The brain and body work together as a machine, one designed to move through space efficiently, walking, moving, and maintaining balance. Physical development is just as important for the mind and body. The connection between muscles, nerves, bones, and other organs helps children think better in school. It also lets them express themselves more clearly through writing or talking without struggling to do so.
These skills are a great foundation for elementary education.
Physical development is just as important for the mind and body. The connection between muscles, nerves, bones, and other organs helps children think better in school. It also lets them express themselves more clearly through writing or talking without struggling to do so.

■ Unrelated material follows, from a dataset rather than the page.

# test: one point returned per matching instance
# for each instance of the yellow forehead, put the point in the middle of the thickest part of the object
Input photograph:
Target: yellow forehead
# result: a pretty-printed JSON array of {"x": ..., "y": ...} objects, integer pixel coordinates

Children will learn how to run, jump, hop, skip and swing on swings. They’ll also be able to dress by putting on a shirt or changing their clothes. Activities such as stretching exercises strengthen muscles that children may not use often. These skills help children become more independent and self-sufficient. These skills are a great foundation for elementary education.
Movement directly impacts your ability to receive and interpret words, sentences, paragraphs, and stories.

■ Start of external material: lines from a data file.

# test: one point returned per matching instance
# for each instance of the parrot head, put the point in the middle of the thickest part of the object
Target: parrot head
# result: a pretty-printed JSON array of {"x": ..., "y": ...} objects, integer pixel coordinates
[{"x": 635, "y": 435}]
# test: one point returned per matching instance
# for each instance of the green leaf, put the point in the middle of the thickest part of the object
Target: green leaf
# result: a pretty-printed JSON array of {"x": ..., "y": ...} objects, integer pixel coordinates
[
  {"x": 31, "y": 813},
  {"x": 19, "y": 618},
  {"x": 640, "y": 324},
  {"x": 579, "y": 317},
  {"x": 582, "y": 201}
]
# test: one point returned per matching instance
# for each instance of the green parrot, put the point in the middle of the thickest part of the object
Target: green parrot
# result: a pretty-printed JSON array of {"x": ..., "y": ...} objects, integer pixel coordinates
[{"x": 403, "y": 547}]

Movement allows you to see the shapes, sizes, and positions of letters in space. Additionally, it helps you visually scan words across a page in order to read fluently and accurately.
Movement Activities for Kindergarteners:
- Place a beanbag on the ground and have children jump to it. Jump back away from the bag, but bring your feet together as you land so that they are close together in front of you (rather than having them spread wide apart).
- Sit like a frog with arms around your knees. Use one hand to push yourself up and down.
- Jump rope
- Hopscotch – you can use sidewalk chalk to draw a hopscotch board on your sidewalk or driveway
- Ball activities – throwing, catching, rolling, dribbling, kicking, and aiming for a target
- Animal walks – pretend to be an animal and move a designated distance (10 to 15 feet) like a specific animal would
- Hula hoop – hold onto the hula hoop in both hands and spin it around your waist by twisting your hips back and forth so that the loop of fabric goes up to above head height before spinning around again to your waist.
- Skipping – place a skipping rope on the ground and hop over it with both feet, making sure not to trip on the other end of the rope.
- Jumping jacks or jumping in place – jump up from either standing position or sitting position, extending arms out straight at shoulder height when you are in the air, then land with feet together and hands at your side.
- Move around as much as you can during class time to help promote learning! Movement affects concentration
Scholar Within’s Reading Program includes specific mind-body movement activities that improve not only reading skills but also your overall learning experience.
Get started with the basics! Your curriculum will be dependent on your child, their abilities, and what they are interested in.